Some of the UK's newest and most popular cars are at risk of being stolen in seconds by exploiting weaknesses in keyless entry systems. The systems let drivers open and start their cars without taking their key out of their pocket. A DS 3 Crossback and Audi TT RS were taken in 10 seconds, and a Land Rover Discovery Sport TD4 180 HSE in 30.
What Car? security experts performed the tests using the same specialist technology operated by thieves. They measured the time it took to get into the cars and drive them away.
Car theft rates in England and Wales have reached an eight-year high. In 2018, more than 106,000 vehicles were stolen. And motor theft insurance claim payouts hit their highest level in seven years at the start of 2019.
The Association of British Insurers said claims for January to March were higher than for any quarter since 2012.
It said a rise in keyless car crime was partly to blame, but did not have figures on what proportion of claims were for keyless vehicles.
Previously:
Volkswagen Finally Agrees to Publication Of Vulnerability Paper, After Removal of One Sentence
(Score: 2) by sjames on Friday August 09 2019, @03:23AM (3 children)
It varies a lot. In the '80s, you really could start a car without the key more or less like in the Terminator (Disclaimer, I have never stolen a car, I tested that on my own car when the ignition lock failed).
The cars TFA is talking about just have the start button and a transponder in a keyfob, no key. You can't hotwire it because the ECU won't let the engine run without talking to the keyfob even if you connect power and cause the starter to turn. Alas, the auto industry managed to snatch defeat from the jaws of victory. It turns out you can simply relay the signal between car and fob so that while the owners key is on the dresser the car thinks it's in the car and you can just press start and go. (same setup unlocks the door). You look EXACTLY like a legitimate owner getting in to the car and driving away. Drive it onto a flatbed before your relay goes out of range.
From there, either re-program the ECU or strip the car for (very expensive) parts.
So I suppose the modern system is MUCH easier (or at least much less risky, depending on how you want to look at it) but you have to go high tech to do it at all.
(Score: 1, Interesting) by Anonymous Coward on Friday August 09 2019, @05:12AM
Automakers are not system designers of crypto auth.
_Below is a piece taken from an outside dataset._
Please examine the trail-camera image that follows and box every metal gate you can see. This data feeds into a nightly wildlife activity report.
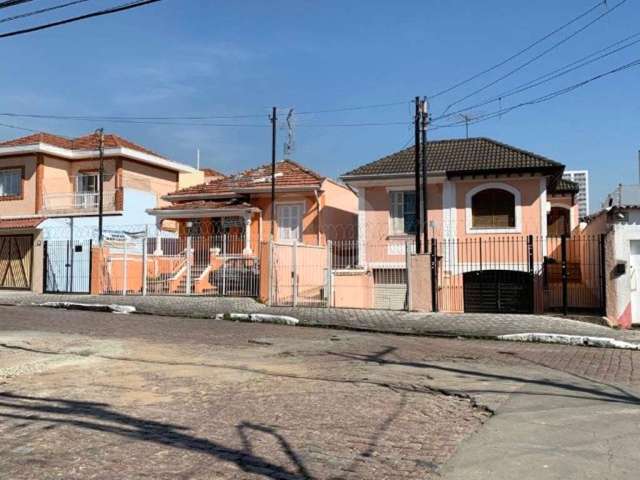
[43,239,93,294]
[0,235,33,290]
[434,234,606,315]
[463,270,533,313]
They just mindlessly use chips that Atmel and Co. are equally mindlessly making. Nobody is looking at the big picture - except thieves, that is.
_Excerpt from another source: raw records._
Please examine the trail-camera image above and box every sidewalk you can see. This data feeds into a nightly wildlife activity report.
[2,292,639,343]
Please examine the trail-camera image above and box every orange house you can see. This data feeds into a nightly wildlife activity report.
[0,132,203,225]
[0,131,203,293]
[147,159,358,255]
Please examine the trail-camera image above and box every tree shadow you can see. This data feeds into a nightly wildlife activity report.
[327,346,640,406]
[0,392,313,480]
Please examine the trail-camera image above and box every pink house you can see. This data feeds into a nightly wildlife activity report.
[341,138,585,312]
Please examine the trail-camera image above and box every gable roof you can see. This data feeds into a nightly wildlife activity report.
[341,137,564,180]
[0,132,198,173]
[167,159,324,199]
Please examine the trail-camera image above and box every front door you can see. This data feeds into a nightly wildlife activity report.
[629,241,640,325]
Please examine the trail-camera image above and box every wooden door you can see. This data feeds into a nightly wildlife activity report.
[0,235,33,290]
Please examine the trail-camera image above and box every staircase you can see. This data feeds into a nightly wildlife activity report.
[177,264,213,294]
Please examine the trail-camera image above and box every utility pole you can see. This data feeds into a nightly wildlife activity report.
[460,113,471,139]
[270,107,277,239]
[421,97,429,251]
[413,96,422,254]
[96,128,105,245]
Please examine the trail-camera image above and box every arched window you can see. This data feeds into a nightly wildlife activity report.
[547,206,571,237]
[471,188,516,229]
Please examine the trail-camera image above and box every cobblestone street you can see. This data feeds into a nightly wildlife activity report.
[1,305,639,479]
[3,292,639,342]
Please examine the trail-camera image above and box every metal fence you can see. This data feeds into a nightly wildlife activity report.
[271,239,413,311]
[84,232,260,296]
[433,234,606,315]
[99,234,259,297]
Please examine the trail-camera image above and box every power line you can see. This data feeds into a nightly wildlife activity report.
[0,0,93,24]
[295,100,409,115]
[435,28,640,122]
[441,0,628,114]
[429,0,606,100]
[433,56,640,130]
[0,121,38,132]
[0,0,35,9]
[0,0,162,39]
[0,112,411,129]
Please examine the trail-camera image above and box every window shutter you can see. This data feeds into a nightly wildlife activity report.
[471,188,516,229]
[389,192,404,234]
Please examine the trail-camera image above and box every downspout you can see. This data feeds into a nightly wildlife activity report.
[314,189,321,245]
(Score: 1, Funny) by Anonymous Coward on Friday August 09 2019, @05:00PM (1 child)
Once the car is started, it continues to run, even if you are out of range of the key fob. Most cars will beep a little bit indicating such.
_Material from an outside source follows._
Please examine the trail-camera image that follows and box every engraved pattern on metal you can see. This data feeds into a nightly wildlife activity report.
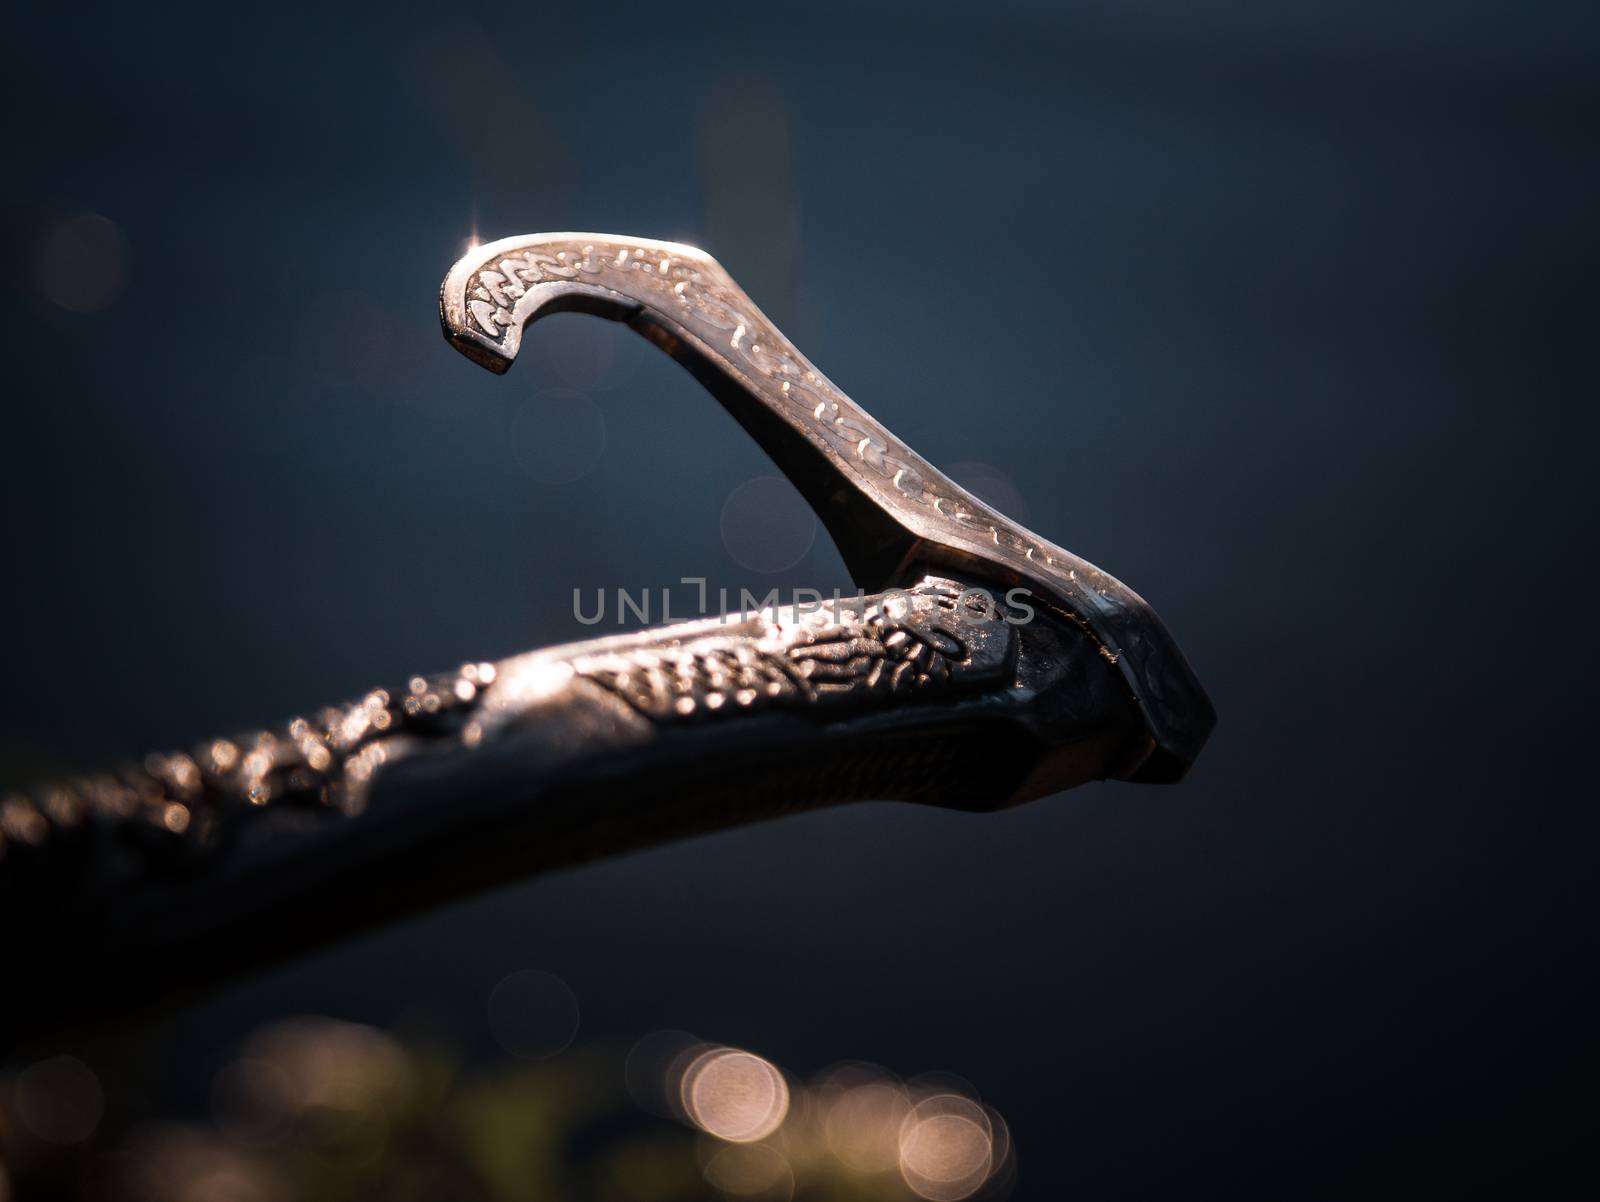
[440,233,1213,778]
[569,583,1012,721]
[0,582,1012,868]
My wife did this one time. Started the car, removed her purse and drive away. The beeps didn't really register as very important at the time. She got to her destination, and shut off the car. When she tried to lock the car, she realized what happened.
Maybe carmakers should put something on the in-dash display saying "You forgot your key dumbass!" It might be more obvious than a couple beeps.
(Score: 2) by sjames on Friday August 09 2019, @07:11PM
That is, all at the same time funny, obnoxious, and worse than I thought. That makes stealing the car WAY too easy.
I would say the car should have gone into full panic as soon as the fob went out of range, honking horn, flashing lights, engine shutoff (if not under acceleration).
Considering that radio probably isn't exact enough to distinguish in the car from ON the car, there will probably be a lot of problems like that.